#481 contains() with an accent-blind collation

v8.7
closed
Michael Kay
5
2012-10-08
2006-03-06
Michael Kay
No

When contains() and other similar functions are used
with an accent-blind collation, accents are not ignored
as they should be. For example,

contains("télé", "tele",
"http://saxon.sf.net/collation?lang=fr-FR;strength=primary")

returns false.

The reason for the problem is an undocumented behaviour
of the JDK RuleBasedCollator class: with this kind of
collation, the stream of collation elements returned by
the CollationElementIterator includes zero values where
the accents occur, and the application (i.e. Saxon) is
apparently expected to ignore these zero values.
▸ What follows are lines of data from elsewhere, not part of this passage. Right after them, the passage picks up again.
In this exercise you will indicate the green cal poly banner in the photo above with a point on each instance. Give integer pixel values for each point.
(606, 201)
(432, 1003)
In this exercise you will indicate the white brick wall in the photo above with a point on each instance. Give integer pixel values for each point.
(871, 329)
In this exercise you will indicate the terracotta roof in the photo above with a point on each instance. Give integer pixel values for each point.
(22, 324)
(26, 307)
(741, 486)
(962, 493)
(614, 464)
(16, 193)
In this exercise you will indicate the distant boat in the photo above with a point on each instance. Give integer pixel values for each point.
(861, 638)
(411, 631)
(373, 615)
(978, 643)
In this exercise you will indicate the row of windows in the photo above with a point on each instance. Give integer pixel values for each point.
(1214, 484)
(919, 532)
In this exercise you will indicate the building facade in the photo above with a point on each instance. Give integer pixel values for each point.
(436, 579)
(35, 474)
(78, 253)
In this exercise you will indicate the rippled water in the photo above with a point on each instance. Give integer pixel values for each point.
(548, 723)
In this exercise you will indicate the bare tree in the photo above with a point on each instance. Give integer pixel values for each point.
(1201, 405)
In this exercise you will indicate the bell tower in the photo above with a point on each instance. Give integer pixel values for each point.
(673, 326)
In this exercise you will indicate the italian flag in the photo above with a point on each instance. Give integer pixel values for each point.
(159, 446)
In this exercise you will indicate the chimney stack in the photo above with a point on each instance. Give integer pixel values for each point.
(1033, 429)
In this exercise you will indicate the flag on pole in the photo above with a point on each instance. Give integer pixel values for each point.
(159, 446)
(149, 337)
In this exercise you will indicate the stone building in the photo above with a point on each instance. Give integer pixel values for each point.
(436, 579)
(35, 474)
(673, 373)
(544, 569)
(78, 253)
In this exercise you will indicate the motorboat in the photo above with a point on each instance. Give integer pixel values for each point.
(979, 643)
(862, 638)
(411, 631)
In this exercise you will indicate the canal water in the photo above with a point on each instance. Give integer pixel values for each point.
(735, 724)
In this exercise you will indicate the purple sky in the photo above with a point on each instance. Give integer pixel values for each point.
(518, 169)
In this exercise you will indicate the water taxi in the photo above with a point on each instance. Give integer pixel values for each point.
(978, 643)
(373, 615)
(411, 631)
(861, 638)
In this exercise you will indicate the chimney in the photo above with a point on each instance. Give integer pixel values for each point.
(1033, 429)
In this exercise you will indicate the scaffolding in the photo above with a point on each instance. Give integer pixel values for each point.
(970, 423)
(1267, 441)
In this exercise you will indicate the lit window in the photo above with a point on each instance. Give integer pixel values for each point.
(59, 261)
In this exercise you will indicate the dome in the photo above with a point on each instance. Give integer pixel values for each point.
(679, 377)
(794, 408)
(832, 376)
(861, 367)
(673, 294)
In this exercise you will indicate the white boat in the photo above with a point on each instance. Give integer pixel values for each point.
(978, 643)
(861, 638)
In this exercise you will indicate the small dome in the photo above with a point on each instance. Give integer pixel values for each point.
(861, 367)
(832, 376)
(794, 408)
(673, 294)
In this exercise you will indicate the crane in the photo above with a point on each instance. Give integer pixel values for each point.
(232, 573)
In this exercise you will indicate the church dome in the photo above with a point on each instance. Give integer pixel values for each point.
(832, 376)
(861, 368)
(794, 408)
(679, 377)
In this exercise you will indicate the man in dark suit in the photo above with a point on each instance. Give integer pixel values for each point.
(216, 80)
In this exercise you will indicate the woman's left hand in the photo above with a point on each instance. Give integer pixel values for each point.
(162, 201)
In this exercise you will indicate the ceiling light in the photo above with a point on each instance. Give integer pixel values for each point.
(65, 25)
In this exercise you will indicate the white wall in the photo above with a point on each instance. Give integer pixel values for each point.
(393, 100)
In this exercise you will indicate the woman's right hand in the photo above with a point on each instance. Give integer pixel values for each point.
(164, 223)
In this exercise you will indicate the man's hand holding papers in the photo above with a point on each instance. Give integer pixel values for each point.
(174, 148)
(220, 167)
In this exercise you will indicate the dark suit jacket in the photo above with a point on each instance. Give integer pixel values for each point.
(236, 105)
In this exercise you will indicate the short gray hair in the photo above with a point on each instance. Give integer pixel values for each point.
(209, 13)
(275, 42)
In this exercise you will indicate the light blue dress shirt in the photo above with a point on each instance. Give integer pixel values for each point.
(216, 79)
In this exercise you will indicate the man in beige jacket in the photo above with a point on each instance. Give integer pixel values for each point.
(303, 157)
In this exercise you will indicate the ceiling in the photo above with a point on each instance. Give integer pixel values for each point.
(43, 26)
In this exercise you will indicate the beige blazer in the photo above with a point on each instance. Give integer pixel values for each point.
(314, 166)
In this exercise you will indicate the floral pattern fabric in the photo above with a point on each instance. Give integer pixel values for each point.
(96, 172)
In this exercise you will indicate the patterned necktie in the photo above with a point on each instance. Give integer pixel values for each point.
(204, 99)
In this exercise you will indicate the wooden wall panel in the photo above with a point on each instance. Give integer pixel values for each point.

The
attached file is a new version of
net.sf.saxon.sort.RuleBaseSubstringMatcher modified to
behave this way.

The functions affected are contains, starts-with,
ends-with, substring-before, and substring-after.

Discussion

  • Michael Kay
    Michael Kay
    2006-03-06

    Replacement code for net.sf.saxon.sort.RuleBasedSubstringMatcher

     
  • Michael Kay
    Michael Kay
    2006-03-06

    Logged In: YES
    user_id=251681

    Note that this change has some unexpected consequences. For
    example in a collation with strength=primary, "-" is an
    ignorable character for collation purposes, and is therefore
    represented in the sequence of collation units by a zero
    value. The effect is that substring-before("in-scope", "-")
    returns "", because the "-" matches an empty string. This
    behaviour, though strange, is correct according to the spec.